Dia tentu saja tidak setua diriku. Mungkin delapan atau tujuh tahun lebih muda. Namun, karena aku lebih dulu menjadi cerpenis terkenal, maka dia sering datang ke rumah atau bersurat, sebab aku tinggal di Surabaya dan dia di Malang. Banyak yang dia tanyakan sampai kadang aku kewalahan menjawabnya. Dia mencoba menulis cerpen atau puisi namun tetap saja karyanya membuat aku tertawa dalam hati. Tampaknya dia tak pernah putus asa. Dia juga dengan bersemangat mengirimkan lewat pos buku tulis penuh dengan puisi yang ditulis dengan tulisan tangannya yang indah.

”Ini, Mas. Saya serahkan sajak-sajakku, siapa tahu bisa dimuat,” begitu bunyi suratnya, seolah menyala di tanganku.

Dia masih duduk di kelas satu SMA Bagian Sastra. Itu pilihannya sendiri, tidak dipaksa siapa-siapa, padahal dia berasal dari SMP Bagian B dan nilai ujian akhirnya rata-rata delapan seperdelapan, tertinggi di kelas III B/1. Toh dia memaksa masuk SMA Jurusan sastra. Saat dia mendaftarkan diri, loket kosong, dan petugas yang menerimanya setelah memeriksa berkasnya mengatakan:

”Bukan di sini, Dik. Di situ SMA III. ”

”Saya memang melamar ke sini, Mas.”

”Tapi SMA Pasti di situ. Gedungnya memang satu kompleks di sini.”

***

Salju tiba-tiba turun, namun aku tak harus bergegas ke tempat kerja. Tempatku bekerja sekarang adalah ruang kecil yang jendelanya menghadap ke sebuah tanah lapang kecil yang ditumbuhi rerumputan. Dan kali ini rerumputan itu diselimuti salju seluruhnya. Salju yang jatuh ditiup angin, kembali melayang ke udara lalu seolah mencari-cari di sela-sela gedung, tempat untuk menjatuhkan diri ke tanah atau menubruk tembok bangunan di seberang.

Di jendela istriku meletakkan pot bunga dari plastik yang ditumbuhi bunga berwarna merah menyala, tentu kesukaan istriku. Kalau bunga itu sudah layu, maka pot itu harus dibuang dan istriku akan menggantinya dengan pot bunga berwarna kuning kesukaanku.

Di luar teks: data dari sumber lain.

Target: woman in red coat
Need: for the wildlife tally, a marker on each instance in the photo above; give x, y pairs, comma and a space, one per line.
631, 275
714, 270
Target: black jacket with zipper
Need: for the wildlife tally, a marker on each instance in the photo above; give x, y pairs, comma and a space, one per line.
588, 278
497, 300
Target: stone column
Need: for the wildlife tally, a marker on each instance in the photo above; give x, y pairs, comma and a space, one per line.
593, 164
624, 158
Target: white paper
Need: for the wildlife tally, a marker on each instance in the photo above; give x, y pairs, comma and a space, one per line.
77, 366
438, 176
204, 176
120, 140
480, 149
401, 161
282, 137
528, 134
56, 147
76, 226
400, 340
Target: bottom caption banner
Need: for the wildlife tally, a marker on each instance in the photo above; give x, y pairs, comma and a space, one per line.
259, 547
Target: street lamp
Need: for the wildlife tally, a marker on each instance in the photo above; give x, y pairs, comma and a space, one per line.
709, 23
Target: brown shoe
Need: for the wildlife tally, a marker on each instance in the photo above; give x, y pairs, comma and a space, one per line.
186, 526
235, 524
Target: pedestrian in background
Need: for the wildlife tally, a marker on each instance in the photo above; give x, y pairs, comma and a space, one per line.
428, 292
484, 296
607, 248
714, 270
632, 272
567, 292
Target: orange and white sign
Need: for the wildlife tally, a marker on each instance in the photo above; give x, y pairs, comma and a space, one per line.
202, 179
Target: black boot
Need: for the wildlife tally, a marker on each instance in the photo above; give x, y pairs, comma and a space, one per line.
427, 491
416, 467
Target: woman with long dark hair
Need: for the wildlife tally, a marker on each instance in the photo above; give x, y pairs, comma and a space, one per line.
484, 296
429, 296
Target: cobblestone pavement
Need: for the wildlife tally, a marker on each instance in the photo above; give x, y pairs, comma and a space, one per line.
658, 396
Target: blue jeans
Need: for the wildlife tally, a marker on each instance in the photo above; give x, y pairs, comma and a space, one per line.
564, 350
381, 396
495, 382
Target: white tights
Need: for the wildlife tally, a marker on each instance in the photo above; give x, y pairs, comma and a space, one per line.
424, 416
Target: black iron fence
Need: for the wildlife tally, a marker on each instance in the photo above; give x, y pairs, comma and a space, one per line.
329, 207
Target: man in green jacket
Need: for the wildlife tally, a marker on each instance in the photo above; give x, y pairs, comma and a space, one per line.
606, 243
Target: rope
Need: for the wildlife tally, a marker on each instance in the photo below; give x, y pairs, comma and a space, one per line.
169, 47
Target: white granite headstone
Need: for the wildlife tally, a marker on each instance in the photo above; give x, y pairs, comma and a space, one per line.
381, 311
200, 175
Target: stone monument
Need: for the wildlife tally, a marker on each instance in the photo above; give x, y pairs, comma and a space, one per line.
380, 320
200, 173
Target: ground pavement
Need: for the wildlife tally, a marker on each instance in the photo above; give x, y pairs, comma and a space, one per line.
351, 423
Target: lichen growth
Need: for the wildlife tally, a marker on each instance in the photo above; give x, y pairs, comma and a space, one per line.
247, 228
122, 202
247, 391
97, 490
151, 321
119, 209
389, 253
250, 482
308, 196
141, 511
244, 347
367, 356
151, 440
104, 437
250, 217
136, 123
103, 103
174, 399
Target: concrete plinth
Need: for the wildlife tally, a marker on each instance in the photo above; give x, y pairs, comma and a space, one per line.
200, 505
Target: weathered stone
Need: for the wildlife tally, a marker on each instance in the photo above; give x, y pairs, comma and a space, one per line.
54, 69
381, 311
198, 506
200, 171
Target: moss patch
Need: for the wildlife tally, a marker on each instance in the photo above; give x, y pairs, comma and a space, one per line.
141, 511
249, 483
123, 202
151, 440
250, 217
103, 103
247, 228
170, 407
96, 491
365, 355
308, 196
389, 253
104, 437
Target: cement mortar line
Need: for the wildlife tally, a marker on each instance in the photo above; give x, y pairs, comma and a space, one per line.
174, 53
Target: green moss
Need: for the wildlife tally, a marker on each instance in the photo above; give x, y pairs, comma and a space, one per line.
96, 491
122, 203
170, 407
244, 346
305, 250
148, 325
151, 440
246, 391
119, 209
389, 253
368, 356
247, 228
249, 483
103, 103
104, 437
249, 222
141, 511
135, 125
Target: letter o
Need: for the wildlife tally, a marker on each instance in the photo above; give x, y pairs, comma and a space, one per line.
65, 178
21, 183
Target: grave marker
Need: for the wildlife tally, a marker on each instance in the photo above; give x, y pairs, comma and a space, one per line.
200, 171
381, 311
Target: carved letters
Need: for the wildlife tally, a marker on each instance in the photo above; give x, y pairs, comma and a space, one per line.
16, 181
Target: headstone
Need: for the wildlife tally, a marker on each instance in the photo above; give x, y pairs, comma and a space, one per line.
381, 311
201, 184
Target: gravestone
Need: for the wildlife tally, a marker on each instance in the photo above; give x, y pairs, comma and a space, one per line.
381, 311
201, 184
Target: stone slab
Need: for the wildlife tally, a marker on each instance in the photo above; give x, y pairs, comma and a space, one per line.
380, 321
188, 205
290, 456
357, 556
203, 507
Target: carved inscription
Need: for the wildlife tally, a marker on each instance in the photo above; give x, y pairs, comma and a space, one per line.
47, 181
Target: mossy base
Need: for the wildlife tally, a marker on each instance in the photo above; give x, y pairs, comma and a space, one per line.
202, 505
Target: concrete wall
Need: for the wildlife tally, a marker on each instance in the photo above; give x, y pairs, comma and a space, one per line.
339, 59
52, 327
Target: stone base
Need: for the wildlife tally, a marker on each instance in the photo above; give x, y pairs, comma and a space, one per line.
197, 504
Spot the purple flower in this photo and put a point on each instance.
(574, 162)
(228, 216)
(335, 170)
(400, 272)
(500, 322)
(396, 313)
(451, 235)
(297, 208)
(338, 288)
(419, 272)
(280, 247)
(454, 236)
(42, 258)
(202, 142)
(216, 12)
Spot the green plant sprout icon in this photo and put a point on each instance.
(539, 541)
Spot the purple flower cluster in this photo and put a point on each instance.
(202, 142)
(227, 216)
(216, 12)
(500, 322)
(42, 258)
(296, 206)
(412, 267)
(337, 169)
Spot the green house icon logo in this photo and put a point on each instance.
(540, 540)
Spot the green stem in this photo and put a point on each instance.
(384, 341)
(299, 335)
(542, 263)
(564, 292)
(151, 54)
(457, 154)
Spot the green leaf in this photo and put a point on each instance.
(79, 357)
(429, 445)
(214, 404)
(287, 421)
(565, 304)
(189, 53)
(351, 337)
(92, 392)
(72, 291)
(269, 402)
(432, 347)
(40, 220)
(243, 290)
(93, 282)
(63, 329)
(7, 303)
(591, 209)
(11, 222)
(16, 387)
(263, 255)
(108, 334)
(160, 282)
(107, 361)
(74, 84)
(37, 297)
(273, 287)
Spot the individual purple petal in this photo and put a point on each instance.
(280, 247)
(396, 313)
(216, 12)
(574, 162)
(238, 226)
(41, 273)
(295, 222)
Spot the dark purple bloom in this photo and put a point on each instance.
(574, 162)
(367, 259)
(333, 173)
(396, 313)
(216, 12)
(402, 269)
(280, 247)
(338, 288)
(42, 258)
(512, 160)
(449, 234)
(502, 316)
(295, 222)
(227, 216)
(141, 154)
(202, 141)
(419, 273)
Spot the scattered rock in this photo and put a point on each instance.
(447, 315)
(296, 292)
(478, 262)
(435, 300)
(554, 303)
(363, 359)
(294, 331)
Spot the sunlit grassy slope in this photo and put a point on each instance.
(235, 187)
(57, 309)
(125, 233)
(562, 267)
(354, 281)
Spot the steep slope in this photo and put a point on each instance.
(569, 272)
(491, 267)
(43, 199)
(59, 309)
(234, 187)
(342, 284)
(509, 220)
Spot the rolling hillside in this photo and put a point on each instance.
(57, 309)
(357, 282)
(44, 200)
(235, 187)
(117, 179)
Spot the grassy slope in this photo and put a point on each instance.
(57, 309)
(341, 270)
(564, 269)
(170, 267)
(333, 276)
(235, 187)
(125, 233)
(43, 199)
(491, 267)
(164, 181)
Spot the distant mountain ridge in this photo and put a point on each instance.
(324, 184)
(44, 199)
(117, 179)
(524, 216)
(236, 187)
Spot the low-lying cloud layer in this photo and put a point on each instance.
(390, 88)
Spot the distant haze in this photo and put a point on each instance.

Musim dingin selalu membawa keindahannya tersendiri. Pertama aku merasakannya justru di negeri Cina, saat ketenteraman hati dan harapan ke masa depan gelap bagai malam-malam musim dingin itu. Aku menggigil sendirian. Teman-teman juga. Seperti diriku, mereka tidak pernah bepergian ke luar negeri, dan berita-berita di radio mewartakan harapan yang putus untuk kembali ke tanah air. Aku tahu bahwa musim dingin akan berganti dengan musim semi, musim harapan dengan bunga-bunga yang mulai kuncup. Hal itu mungkin terjadi di alam lain, tidak di negeri asing ini, negeri asing pertama yang aku injak, bersama-sama rekan wartawan yang semuanya harus menerima kemandegan perjalanan hidup masing-masing. Kapan kami bisa pulang, tak seorang pun yang tahu.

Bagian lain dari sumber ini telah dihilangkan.